I see this as a ZipFile bug. Specifying such a faulty (and wrong) password shouldn't overwrite the existing file (if any). Or at least, behavior should be consistent (for all wrong passwords)
A quick browse didn't reveal any bug on Python
I don't see an easy fix, as:
The Zip algorithm can't be improved (to better check whether a password is OK)
I thought of a couple of fixes, but they will either negatively impact performance or could introduce regressions in some (corner) cases
I've submitted [GitHub]: python/cpython - [3.6] bpo-36247: zipfile - extract truncates (existing) file when bad password provided (zip encryption weakness) which was closed for branch 3.6 (which is in security fixes only mode). Not sure what its outcome it's going to be (in other branches), but anyway, it won't be available anytime soon (in the next months, let's say).

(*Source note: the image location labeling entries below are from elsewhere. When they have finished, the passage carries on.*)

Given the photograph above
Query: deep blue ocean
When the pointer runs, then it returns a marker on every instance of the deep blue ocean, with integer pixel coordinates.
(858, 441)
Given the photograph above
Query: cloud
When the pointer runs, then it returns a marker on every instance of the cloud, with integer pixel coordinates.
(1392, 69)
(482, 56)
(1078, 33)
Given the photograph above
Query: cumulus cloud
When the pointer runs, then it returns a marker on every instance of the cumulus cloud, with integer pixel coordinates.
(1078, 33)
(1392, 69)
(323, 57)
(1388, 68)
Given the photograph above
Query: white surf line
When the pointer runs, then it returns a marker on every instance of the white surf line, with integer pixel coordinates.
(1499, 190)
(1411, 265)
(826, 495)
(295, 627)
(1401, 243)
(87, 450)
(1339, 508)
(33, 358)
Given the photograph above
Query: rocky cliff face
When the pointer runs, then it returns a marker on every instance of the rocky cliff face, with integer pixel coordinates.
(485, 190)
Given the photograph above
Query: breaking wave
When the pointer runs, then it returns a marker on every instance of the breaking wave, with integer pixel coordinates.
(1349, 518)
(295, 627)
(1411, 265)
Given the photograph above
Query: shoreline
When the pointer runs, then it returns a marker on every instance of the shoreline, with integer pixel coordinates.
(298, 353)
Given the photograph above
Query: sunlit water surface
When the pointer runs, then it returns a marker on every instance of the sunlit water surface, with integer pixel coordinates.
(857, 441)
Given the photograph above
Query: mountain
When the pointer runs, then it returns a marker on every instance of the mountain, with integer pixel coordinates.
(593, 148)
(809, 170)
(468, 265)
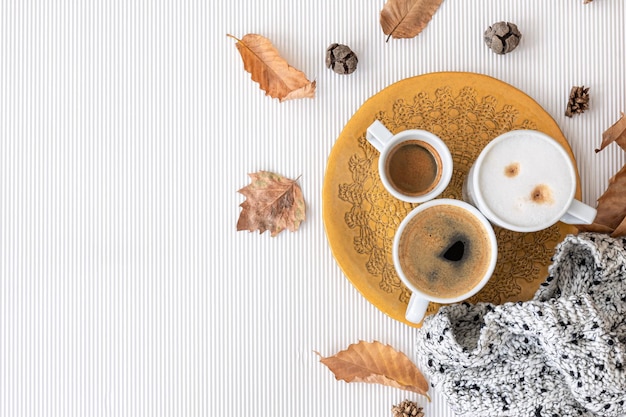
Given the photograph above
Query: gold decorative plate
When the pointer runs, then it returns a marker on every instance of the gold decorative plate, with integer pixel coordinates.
(467, 111)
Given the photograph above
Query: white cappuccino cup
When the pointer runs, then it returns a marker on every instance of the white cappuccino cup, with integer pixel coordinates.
(525, 181)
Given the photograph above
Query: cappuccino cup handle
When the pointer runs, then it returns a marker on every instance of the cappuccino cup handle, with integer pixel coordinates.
(378, 135)
(579, 213)
(416, 310)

As an alternative, you could download the patch, and apply the changes locally. Check [SO]: Run / Debug a Django application's UnitTests from the mouse right click context menu in PyCharm Community Edition? (@CristiFati's answer) (Patching UTRunner section) for how to apply patches on Win (basically, every line that starts with one "+" sign goes in, and every line that starts with one "-" sign goes out).
You could copy zipfile.py from Python's dir to your project (or some "personal") dir and patch that file, if you want to keep your Python installation pristine.